Словом, однажды Великим постом Наталья уговорила мужа и иеродиакона пожить неделю в монастыре, и я давала им в эти дни образцово-показательные постные обеды. Сами мы питаемся гораздо скромнее, а тут чего только не было на столе! Рассыпчатая отварная картошечка со свежим укропом, а к ней — грибной жульен, малосольные огурчики, очень сладкие помидоры, маринованные в соке красной смородины, домашняя капуста провансаль, плов с курагой и черносливом, соте из баклажанов, лобио по-грузински с орехами, щи по-валаамски с кислой капустой и грибами, запеканка из тыквы с изюмом — всего не перечислишь. А на десерт шли пироги — постный яблочный пирог с корицей, пирожки с курагой, с грибами, с фасолью и король поста — пирог «Луковник».
— Так я готов поститься каждый день, — сказал Анатолий и спросил иеродиакона: «Но всё-таки я до конца не пойму, а почему непременно надо поститься?»
— Потому что чревоугодие — это первый грех человечества. И когда Адам съел плод от древа познания добра и зла, человечество проиграло своё важнейшее сражение: люди, сотворённые Господом бессмертными, стали смертными.
— А почему нельзя вкушать плодов от древа познания добра и зла?
— Чтобы не возрастать в познании зла. А мы здесь уже так преуспели, что даже дети подчас отравлены скверной.
Вот один из уроков жизни — нельзя никого осуждать, ибо однажды сбывается сказанное: «Многие же будут первые последними, а последние первыми» (Мф. 19, 30). Анатолий и Наталья теперь постились строго, по-монашески. Мы же, честно говоря, обходились без елея только в первую и последнюю седмицу Великого поста и выпросили благословение у батюшки, чтобы в остальные недели готовить всё же на постном масле.
— Можно прекрасно обойтись без елея, — наставляла меня Наталья. — Я, например, толку бруснику с чесноком, разбавляю водой с добавлением сахара. А отварная картошка с брусничным соусом — это вкусно и очень полезно.
Недавно Наталья привезла мне рецепт наивкуснейшего, по её словам, постного торта. Я нехотя переписывала рецепт слишком хлопотного в приготовлении лакомства. Анатолий с иеродиаконом в это время искали в Интернете какую-то нужную им статью и вдруг наткнулись на сообщение — умерла Марина Журинская, в крещении Анна. А Марина Андреевна — это целая эпоха в православной журналистике. Помолились мы о упокоении рабы Божией Анны, погоревали. А Анатолия потянуло заново перечитать её статьи. После смерти человека его слова и поступки обретают особенный смысл. И Анатолия поразило одно высказывание Марины Андреевны: «Мы должны свидетельствовать о Христе СВОЕЙ ЖИЗНЬЮ ВО ХРИСТЕ, — утверждала она. — Потому что свидетельство о Христе исключает лжесвидетельство. А когда мы говорим одно, а делаем другое — это и есть лжесвидетельство».
— Марина Андреевна свидетельствовала о Христе, а я лжесвидетель, — тихо сказал Анатолий и вдруг взорвался: «Как Великий пост, так великий жор! Постные тортики, пироги, вкуснятина! Осуждаем неверующих, угождающих чреву, а сами мы кто?»

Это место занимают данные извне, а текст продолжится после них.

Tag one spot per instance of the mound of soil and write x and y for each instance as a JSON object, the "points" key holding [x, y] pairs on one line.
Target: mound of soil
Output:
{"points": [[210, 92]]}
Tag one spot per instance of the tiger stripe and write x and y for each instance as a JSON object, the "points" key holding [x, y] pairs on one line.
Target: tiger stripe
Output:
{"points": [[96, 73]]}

Наталья, считающая своего мужа лучшим человеком планеты, бросилась было обелять его, но иеродиакон сказал:
— Брось, Наталья. Мы лжесвидетели. Господь сказал: «Вы — свет мира». А кого из нас светочем назовёшь?

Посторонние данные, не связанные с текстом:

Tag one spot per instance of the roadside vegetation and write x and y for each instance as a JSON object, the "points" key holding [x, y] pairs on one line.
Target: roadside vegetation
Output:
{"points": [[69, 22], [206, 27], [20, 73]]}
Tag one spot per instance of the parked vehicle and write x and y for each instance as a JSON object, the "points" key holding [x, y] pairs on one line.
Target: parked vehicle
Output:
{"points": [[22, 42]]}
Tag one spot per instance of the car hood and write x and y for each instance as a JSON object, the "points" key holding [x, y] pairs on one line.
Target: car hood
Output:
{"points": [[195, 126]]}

Светочей среди нас не было. Конечно, мы привыкли считать себя грешными людьми. А кто без греха? Но было страшно от той правды, что грешная жизнь и есть лжесвидетельство. Все молчали, притихнув. Иеродиакон сосредоточенно молился по чёткам и вдруг сказал оживлённо:
— А я встречал тех людей, о которых воистину сказано, что они — свет мира.
Он рассказывал о нищем сельском священнике, в котором он увидел то сияние святости, что привело его потом в монастырь. А мне вспомнился аскет-проповедник из Коломенского храма, возлюбивший Христа той великой любовью, что привела его в лагеря. Эта любовь обнимала наш храм, и батюшка видел в нас воинов Христовых, не щадящих себя в подвигах Великого поста. Но воинам важно не ослабеть в битве, и он уговаривал нас: «Вы кушайте, кушайте».